The egg harvesting helper

#LabHacks: The egg harvesting helper

A tea strainer is very versatile, even in the lab. It can be used to “harvest” eggs – but what sort of eggs? We’ll tell you  ...

The heavy lab door swings open, revealing almost ceiling-high shelves on both sides. The room is tightly packed with aquariums teeming with life. Some 24,000 zebrafish of all ages are swimming around in the tanks. These small vertebrates, which are known for their distinctive horizontal stripes, are bred in the MDC’s own fish facility.

From mating to laying in just a few minutes

Robby Fechner, aquatic animal care manager at the MDC, looks after the fish facility’s five recirculating water systems as part of his work. He is also responsible for breeding the zebrafish. One of the key utensils for this is a tea strainer. “We use it to harvest the eggs,” Fechner says.

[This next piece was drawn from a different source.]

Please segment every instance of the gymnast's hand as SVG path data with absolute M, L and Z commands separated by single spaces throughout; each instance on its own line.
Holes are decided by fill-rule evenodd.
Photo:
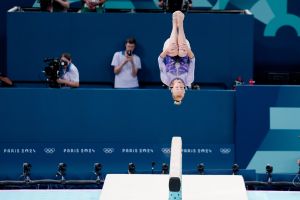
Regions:
M 64 80 L 64 79 L 61 79 L 61 78 L 59 78 L 59 79 L 57 79 L 57 80 L 56 80 L 56 82 L 57 82 L 57 83 L 59 83 L 59 84 L 67 84 L 67 82 L 68 82 L 68 81 L 67 81 L 67 80 Z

When the time comes to mate selected zebrafish, he puts the fish in special boxes in the evening. These boxes have a mesh base and removable partition walls. The next morning at 8 a.m., the light inside the fish facility turns on automatically. As soon as the transparent partitions are removed from the spawning boxes, the fish can begin mating. It takes just a few minutes for them to spawn. The fertilized eggs fall through the mesh at the bottom and are protected from the parent fish, which would otherwise gobble up their offspring. Fechner will wait until noon before he returns to the boxes, tea strainer in hand.

First, he puts the zebrafish back in their “home tank.” Then he empties out the water and fish spawn through the tea strainer. He thoroughly cleans the freshly laid 100 to 500 fish eggs with water from the aquarium’s recirculating system, rinsing them in a Petri dish containing water with methylene blue dye. “We use it to prevent fungal infection if the eggs die off,” Robby Fechner explains. The mortality rates vary enormously. With young parent fish, they can be as low as 0 percent, while with very old fish, sometimes not a single egg survives. Other factors, such as water parameters or light, play a crucial role.

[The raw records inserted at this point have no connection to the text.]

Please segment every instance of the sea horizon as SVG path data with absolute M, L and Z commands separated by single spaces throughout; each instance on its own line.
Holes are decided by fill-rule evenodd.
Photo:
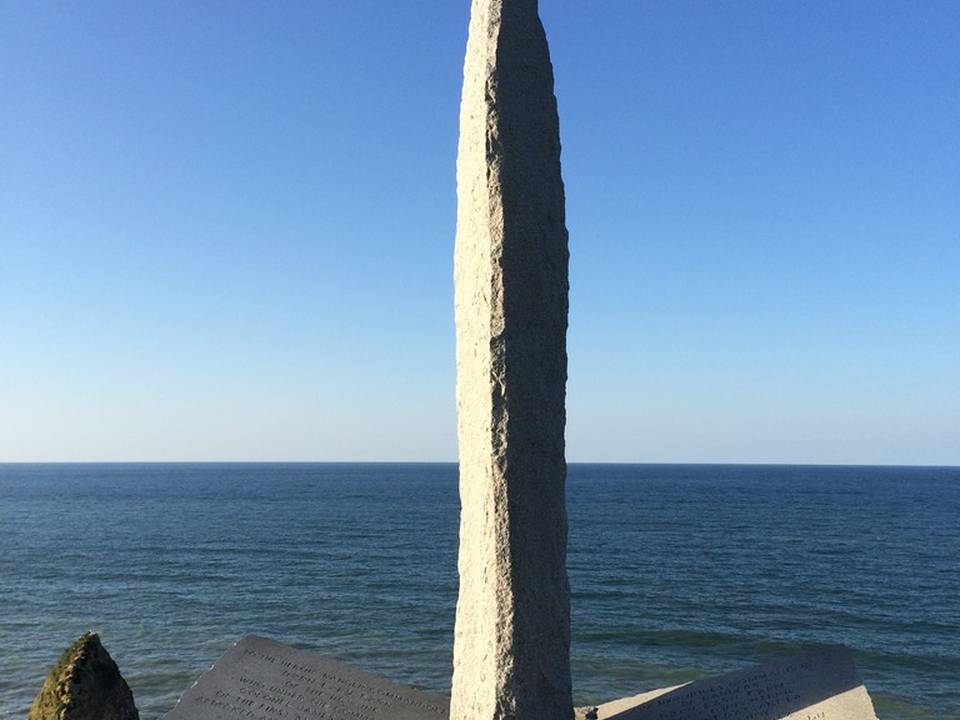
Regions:
M 459 465 L 457 460 L 0 460 L 3 465 Z M 628 467 L 801 467 L 801 468 L 960 468 L 938 463 L 700 462 L 646 460 L 568 460 L 567 465 Z
M 156 720 L 247 633 L 449 692 L 456 463 L 0 464 L 0 716 L 94 629 Z M 578 705 L 850 647 L 960 718 L 960 469 L 570 463 Z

The mini zebrafish are hatched in an incubator

The next stop for the eggs is the incubator, a converted refrigerator, set to a constant temperature of 28.5 degrees Celsius – the ideal temperature for zebrafish eggs to develop. They are incubated for five days, and when they are hatched, the tiny little fish are ready to go into the aquarium water. Another five days pass before they are large enough to move to “proper” aquariums, which are connected to the water system. It won’t be long before these fish lay eggs, too: zebrafish become sexually mature at 12 to 16 weeks.